- Wolverhampton England

Information
- School type: Secondary School
- Established: 1951
- Closed: 2019
- Gender: Co-educational
- Age: 11 to 18

= Northicote School =

School in the United Kingdom

Northicote School was a co-educational secondary school located in the city Wolverhampton, West Midlands, England.

== History ==

=== Founding ===
Plans to build the school began in 1948. It was opened as a Secondary Modern School in 1951, in the reign of King George VI. The age range of the school was 11 to 18. It had specialist status in mathematics and computing.

=== Ofsted Inspection ===
It was the first school in Britain to be condemned as "failing" by Ofsted in 1993, but within two years was transformed into a successful school – a remarkable turnaround that saw head teacher Geoff Hampton knighted for his services to education in 1998. Sir Geoff then departed for a professor's role at University of Wolverhampton. The last headteacher of the school was Mr R. Davis.

=== Merger ===
The Northicote School was built as a bilateral school, having both secondary modern and grammar streams during the 1950s to serve the expanding Bushbury area of Wolverhampton, though during the 1970s it converted to a comprehensive school. The school was informed in 2007 that it was being merged with Pendeford Business and Enterprise College to form an academy under controversial plans.

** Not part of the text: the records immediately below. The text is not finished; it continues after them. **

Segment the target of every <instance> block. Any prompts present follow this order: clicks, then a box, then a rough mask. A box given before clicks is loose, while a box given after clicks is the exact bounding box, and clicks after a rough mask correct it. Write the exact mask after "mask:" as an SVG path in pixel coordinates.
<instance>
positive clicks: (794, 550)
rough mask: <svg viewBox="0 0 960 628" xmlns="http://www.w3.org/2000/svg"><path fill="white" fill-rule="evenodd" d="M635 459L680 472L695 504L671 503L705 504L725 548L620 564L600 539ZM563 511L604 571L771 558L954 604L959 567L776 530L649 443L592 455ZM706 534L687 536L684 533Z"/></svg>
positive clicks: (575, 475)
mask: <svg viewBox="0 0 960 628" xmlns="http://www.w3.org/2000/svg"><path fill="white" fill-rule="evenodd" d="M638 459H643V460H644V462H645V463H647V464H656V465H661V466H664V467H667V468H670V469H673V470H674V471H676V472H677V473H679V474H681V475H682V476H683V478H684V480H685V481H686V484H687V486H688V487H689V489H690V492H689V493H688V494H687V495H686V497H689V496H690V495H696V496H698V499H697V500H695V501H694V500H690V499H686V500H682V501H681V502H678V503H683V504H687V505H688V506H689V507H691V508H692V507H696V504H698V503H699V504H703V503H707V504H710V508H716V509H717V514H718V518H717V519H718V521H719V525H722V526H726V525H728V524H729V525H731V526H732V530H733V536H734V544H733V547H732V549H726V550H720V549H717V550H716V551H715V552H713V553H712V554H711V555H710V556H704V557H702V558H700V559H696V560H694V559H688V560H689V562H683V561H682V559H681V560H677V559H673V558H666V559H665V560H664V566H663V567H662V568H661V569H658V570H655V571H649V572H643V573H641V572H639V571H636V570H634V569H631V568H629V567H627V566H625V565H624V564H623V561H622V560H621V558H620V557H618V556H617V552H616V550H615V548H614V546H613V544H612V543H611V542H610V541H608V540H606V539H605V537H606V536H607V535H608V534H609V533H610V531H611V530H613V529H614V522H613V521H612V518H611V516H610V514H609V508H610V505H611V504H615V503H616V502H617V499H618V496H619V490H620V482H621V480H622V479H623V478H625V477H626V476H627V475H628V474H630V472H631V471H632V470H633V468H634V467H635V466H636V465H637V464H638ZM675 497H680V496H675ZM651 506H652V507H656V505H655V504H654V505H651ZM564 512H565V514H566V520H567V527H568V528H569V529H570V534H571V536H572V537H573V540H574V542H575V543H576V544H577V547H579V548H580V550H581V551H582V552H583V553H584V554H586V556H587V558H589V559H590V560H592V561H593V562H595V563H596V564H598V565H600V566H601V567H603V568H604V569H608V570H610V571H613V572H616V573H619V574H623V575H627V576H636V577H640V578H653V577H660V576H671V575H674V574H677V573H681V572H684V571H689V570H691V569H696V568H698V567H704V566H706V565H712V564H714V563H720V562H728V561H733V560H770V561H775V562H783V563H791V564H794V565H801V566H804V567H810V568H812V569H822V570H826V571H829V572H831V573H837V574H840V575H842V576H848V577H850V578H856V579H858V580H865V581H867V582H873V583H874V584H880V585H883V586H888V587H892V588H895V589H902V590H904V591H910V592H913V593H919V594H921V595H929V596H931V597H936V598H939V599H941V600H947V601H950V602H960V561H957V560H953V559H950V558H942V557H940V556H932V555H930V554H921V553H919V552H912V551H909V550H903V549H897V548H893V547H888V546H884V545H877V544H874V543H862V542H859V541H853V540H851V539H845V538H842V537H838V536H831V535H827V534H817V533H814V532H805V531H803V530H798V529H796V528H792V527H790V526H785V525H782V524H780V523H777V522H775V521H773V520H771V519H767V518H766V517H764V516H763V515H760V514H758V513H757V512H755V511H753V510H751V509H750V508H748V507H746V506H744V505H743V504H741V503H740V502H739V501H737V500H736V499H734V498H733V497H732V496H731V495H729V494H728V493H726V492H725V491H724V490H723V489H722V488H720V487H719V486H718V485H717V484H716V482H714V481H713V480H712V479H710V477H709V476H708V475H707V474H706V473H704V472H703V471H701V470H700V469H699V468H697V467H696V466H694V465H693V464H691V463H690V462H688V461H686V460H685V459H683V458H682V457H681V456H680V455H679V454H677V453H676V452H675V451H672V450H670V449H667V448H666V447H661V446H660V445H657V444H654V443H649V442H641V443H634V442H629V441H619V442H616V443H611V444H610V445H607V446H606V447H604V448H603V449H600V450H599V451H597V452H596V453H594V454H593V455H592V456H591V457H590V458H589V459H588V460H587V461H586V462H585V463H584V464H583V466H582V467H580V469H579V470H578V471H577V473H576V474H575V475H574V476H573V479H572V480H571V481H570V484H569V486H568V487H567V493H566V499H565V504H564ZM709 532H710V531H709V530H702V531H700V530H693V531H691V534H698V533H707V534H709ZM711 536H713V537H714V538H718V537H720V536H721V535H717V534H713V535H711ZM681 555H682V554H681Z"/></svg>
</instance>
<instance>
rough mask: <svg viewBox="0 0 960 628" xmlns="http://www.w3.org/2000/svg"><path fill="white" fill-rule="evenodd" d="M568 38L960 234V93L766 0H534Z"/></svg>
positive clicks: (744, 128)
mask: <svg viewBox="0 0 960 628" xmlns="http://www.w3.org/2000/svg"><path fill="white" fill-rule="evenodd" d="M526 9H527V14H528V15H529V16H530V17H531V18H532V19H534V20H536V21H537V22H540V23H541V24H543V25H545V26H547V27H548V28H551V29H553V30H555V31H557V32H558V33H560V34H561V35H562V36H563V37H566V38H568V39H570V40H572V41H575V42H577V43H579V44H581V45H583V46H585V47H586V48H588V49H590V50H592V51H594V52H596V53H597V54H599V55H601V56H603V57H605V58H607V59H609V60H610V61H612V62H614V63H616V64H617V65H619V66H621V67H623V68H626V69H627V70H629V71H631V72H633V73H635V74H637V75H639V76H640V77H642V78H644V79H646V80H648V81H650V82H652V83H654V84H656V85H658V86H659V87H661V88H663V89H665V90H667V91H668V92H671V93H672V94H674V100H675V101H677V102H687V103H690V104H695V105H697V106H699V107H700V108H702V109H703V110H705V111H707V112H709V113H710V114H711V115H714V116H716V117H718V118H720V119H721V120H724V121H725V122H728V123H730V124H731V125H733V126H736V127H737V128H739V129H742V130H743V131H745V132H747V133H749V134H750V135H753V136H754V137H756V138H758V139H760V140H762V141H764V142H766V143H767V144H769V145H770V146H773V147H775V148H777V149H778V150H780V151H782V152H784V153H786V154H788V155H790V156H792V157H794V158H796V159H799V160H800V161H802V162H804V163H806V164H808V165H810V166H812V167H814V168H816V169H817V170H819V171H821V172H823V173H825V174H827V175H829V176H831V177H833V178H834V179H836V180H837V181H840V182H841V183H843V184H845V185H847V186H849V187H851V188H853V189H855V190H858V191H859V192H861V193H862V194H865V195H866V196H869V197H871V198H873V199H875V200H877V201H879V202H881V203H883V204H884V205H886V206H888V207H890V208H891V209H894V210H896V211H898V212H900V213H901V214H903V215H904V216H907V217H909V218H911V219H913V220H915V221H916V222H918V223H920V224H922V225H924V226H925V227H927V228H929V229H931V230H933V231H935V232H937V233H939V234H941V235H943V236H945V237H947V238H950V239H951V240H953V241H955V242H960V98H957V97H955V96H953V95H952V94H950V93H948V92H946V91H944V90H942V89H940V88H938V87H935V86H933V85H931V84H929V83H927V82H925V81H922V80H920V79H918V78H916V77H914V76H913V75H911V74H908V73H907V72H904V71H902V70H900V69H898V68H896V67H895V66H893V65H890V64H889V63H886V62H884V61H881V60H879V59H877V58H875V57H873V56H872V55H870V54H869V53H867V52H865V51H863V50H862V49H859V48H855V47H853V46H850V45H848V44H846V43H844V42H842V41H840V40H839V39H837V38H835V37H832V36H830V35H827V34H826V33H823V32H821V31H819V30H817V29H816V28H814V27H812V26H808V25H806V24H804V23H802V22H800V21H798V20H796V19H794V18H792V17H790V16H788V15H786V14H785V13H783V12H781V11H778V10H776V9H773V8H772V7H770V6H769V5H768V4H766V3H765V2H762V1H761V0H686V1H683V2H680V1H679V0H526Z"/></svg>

In the academic year 2010–11 the school merged with Pendeford Business and Enterprise College to become the North East Wolverhampton Academy. The combined school was originally located over both former school sites before relocating to a newly constructed and refurbished campus in September 2014 at the former Pendeford Business and Enterprise College site. Northicote Campus was subsequently demolished in 2019 although a few months later contractors working for the council repainted the "School Keep Clear" markings outside the former site. New houses have since been constructed on the land, today they are Blackthorne Drive and Juniper Avenue.